We’re reviewing the access levels for our various accounts trying to bring them down to least privilege.
Our current setup has the actual application server running with more access to the database than what we think is probably necessary.
Before we go trial and error to see what we can reduce it to I’m wondering if anyone can comment as to what exactly it needs.
Based on what I can tell it shouldn’t need anything more than CRUD, and execute. Can anyone confirm if anything more or less is required?
You need to separate heads down client usage versus ‘admin’ usage. Admin will deploy new views and tables (UD Table deployment). If you really want to lock down access then I would consider an alternative credentials and possibly a different app server in IIS for admins only.
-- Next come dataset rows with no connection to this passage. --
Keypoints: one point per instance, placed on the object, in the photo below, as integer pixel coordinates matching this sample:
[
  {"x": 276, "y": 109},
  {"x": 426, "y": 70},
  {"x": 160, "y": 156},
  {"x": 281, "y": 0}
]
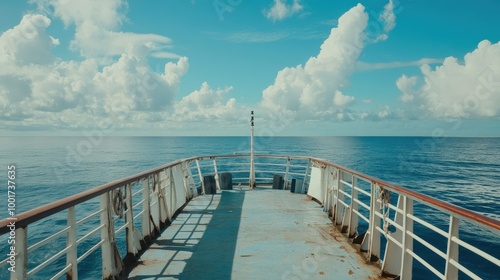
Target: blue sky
[{"x": 199, "y": 67}]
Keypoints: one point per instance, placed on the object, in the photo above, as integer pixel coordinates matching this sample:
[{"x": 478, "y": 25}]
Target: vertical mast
[{"x": 252, "y": 167}]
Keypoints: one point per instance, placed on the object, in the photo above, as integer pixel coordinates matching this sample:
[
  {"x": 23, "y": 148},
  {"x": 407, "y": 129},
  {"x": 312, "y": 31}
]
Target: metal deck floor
[{"x": 260, "y": 234}]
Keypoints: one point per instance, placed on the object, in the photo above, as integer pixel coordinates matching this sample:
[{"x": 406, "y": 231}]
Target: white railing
[
  {"x": 120, "y": 218},
  {"x": 373, "y": 212}
]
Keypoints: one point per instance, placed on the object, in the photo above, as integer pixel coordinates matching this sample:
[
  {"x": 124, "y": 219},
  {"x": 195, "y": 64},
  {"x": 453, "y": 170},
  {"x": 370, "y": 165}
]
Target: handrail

Deployment admins would go thru the admin credentials and admin app server if that makes sense.
I think the separate app server is probably overkill for what we really need.
Right now the user that’s running the app pool is setup with admin level access to the database.
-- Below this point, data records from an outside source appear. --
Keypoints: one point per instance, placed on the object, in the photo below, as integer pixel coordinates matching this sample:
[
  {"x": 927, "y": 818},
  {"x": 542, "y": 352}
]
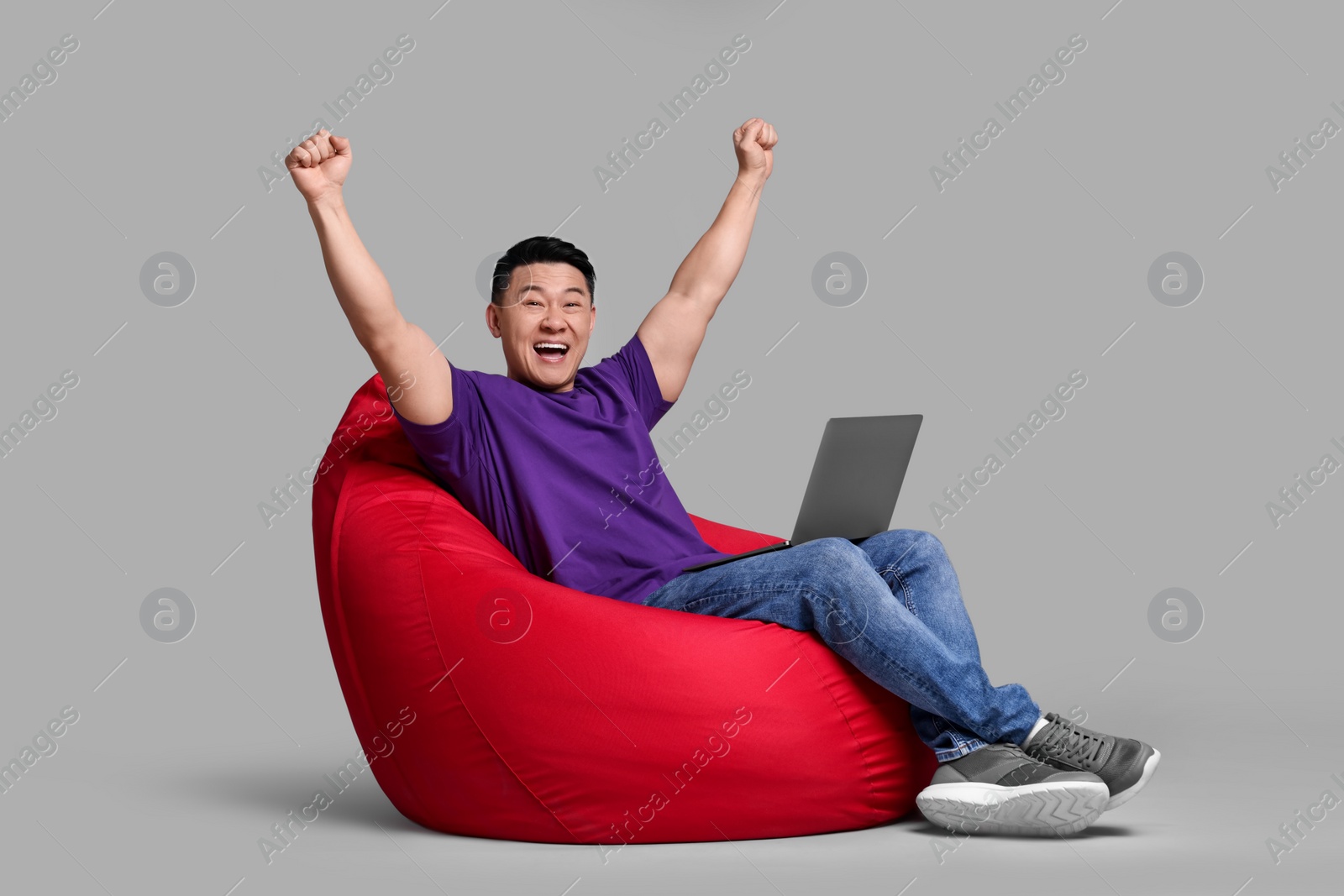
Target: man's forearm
[
  {"x": 360, "y": 286},
  {"x": 714, "y": 262}
]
Really we just need to get it down to a reasonable level. From what you’re staying the creation of UD tables is going to require more than CRUD and execute. All the other tasks we run through the admin console and execute as whoever is logged in.
In theory if we were to bring it down to DB owner that should be sufficient for everything?
Should be, It’s been awhile since I worked thru the admin needs but heads down entry should need minimal. The admin lock down is where I am fuzzy. I have a test and doc story on it for 10.2.200 that I am not sure is in scope or not, At the least I want to grab our best practices from our SaaS Ops folks and publish that. Not sure yet where that sits in the todo list in core dev at the moment.
Pester your local support rep for that (non-existent) security whitepaper. Customer ticket numbers attached to stories always help me sell the need in prioritization meetings 
I also pitched a two part Extended Ed class for Insights - locking down infrastructure and security in the app. That looks to have some decent level of interest.
Forward looking statements, safe harbor, views are my own, etc 
We’ll give that a try on our dev system and see how it checks out. If anything explodes I’ll be sure to update this thread.
I was going to skip the support route since every time we talk to them about minimum access requirements their response is usually ‘just give it admin rights’. Since you made such a compelling argument I’m going to have to pester them now.
Definitely going to keep my eye out for that. Given the customer requirements we’ve been having to address that’s something that would be an easy sell to a few people here.